Earlier this week I took parting shots at Palin, mentioning (among other things) that an anonymuous source told Carl Cameron of Fox News that in pre-debate prep, Palin thought Africa was a country. This morning MSNBC reported that McCain policy advisor Martin Eisenstadt claimed credit as the source of the leak.

Except that wasn't true. Richard Perez-Pena of the New York Times reported that Martin Eisenstadt was an impostor who fed the bogus "Africa" claim to Fox News in order to create publicity for a TV show pitch. Numerous bloggers cried out against the mainstream media for credulously repeating an unvetted story. theferrett apologized this morning for believing the hoax.

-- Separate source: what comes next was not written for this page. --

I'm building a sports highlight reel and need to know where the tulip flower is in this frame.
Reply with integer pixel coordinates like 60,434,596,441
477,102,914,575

Except that wasn't true either. Fox and Carl Cameron had not been hoaxed - MSNBC had been hoaxed into believing that Fox had been hoxed. Eisenstadt had pulled the dreaded double-reverse-hoax. TNR, MotherJones, and other blogs have withdrawn their reports. Carl Cameron and Fox News continues to stand by their original story.

Of course none of this actually indicates whether the Africa story is true or false. It continues to be a report by a well-known reporter from a mainstream news organization using an anonymous source. Maybe the source is a disgruntled McCain staffer looking to smear Palin for eclipsing her running mate. Maybe the source is reporting genuine information. Maybe as Palin herself seems to have confirmed something did happen with NAFTA and Africa but the gaffe was "taken out of context". The gaffe continues to exist as a quantum superposition of truth and fiction, both and neither.

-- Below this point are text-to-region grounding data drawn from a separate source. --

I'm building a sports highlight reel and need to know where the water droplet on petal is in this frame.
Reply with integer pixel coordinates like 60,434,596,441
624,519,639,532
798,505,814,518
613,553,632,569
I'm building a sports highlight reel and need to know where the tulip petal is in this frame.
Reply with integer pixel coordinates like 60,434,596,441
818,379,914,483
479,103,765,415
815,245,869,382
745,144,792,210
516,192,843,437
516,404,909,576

I think that's the lesson here. We speak about statements being true or false when they actually have varying degress of credibility. I am pretty darn certain that Barack Obama will be the next President, I am less certain at what time I will leave work this evening, I have no idea what this weekend's lotto numbers will be, and the thing about Palin and Africa seems like it's probably true but who knows.

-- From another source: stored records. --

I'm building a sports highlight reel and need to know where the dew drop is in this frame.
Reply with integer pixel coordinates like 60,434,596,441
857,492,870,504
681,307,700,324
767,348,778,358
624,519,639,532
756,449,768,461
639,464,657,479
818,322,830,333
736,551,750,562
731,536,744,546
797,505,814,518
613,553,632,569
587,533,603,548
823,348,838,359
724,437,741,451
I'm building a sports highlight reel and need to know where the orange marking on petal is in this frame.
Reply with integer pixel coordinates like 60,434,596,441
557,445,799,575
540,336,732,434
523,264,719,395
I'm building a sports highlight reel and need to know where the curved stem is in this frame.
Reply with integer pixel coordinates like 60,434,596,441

The Native American language Hidatsa uses suffixes as a standard construction to denote how sure the speaker is that the statement is true:

-ski: speaker is certain of the statement's truth
   -c: speaker believes the statement to be true
   -wareac: the statement is regarded to be common knowledge
   -rahe: statement based on an unverified report from someone else
   -toak: the truth is unknown to both speaker and listener

If you end a sentence with -c and it turns out to be false, you were simply mistaken.  But if you ended the false sentence with -ski, you'll be considered a liar. In the case of the Africa gaffe Carl Cameron's informant would use "-ski", Cameron himself would use "-rahe", I would use "-c", and you might use "-toak" to describe the same "truth" about Sarah Palin and Africa. I really like this concept because it would keep people honest and clearly communicate what people know and how they know it.